Here is a question that I received from a friend today and I thought it would be a good post explaining the details:
I have a question on DBCC FREEPROCCACHE. I used sp_blitzcache from Brent and it shows that one particular query is horrendous ( I already knew that as I ran it and cancelled it after 10 minutes or so).
It gives me a DBCC FREEPROCCACHE (0x03000700FA15020D5EAA560063A7000001000000000000000000000000000000000000000000000000000000);
What will be the impact of running this?
The application was updated an hour or so before I ran this.
My response on DBCC FREEPROCCACHE:
So DBCC FREEPROCCACHE takes the parsed plans and dumps them out of memory forcing SQL Server to recompile the plan the next time a query is run that would have used the plan that was just dumped. The danger is if you run DBCC FREEPROCCACHE with no parameters, it will dump the entire plan cache forcing every plan to be recompiled, similar to if you had just restarted SQL Server (DON’T DO THAT).

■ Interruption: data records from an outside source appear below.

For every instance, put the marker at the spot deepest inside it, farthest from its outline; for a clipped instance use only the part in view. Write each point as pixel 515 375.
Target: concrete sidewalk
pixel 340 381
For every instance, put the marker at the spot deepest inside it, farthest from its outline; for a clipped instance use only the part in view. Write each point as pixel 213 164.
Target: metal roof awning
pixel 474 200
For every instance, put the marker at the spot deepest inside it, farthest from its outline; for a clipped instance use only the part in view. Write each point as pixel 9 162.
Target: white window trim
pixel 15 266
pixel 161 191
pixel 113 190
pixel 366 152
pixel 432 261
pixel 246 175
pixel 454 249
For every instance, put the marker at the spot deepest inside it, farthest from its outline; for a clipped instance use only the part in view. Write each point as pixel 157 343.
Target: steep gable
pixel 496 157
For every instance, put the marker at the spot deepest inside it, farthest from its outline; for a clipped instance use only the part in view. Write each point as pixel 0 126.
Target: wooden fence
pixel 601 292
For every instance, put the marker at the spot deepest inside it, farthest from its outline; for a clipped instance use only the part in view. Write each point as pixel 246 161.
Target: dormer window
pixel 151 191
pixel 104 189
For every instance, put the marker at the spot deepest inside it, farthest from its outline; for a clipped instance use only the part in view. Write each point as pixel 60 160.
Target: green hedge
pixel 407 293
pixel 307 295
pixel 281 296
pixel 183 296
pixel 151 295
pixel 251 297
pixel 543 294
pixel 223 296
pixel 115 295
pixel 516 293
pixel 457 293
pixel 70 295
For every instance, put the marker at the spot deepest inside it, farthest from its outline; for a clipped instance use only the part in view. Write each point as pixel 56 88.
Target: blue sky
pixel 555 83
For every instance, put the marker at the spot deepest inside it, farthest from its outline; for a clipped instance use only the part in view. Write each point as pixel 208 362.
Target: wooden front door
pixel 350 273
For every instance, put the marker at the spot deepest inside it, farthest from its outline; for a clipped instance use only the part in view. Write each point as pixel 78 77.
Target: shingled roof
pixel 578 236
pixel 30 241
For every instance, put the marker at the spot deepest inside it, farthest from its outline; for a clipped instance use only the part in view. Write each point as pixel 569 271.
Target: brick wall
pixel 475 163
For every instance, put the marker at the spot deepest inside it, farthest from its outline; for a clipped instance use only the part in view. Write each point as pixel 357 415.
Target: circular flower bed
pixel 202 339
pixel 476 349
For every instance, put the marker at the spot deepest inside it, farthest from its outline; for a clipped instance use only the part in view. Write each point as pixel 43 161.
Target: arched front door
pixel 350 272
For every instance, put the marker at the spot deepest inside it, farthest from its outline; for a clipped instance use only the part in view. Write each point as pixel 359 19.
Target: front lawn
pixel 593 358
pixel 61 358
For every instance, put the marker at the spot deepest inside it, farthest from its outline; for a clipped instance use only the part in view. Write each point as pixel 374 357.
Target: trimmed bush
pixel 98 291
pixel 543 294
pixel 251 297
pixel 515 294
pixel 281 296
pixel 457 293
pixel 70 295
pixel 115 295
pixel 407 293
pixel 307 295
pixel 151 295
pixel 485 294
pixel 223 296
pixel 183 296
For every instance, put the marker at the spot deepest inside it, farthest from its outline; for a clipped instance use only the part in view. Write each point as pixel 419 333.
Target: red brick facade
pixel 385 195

Running DBCC FREEPROCCACHE with a parameter tells it to just dump one plan and recompile it. This is very low impact, and is not that different that if you had just changed the query slightly causing it to recompile.
Here is a post that I wrote a while back on FREEPROCCACHE:
If you suspect that the query is being really slow because of parameter sniffing issues. Using FREEPROCCACHE to dump the bad plan can help with the performance if you are lucky enough that the next time the query is run that it has the “right” parameters to create a plan that runs faster. If that fixes things, then you might think you are in good shape, but if that plan gets pushed out of the cache later and is recompiled with the “bad” parameters then you may end up in the bad performance place.
All that being said, even after freeing the plan from the cache, it may still perform horribly. In that case, it may just be an inefficient query, missing index, out of date statistics, or one of the other common issues that causes queries to be slow.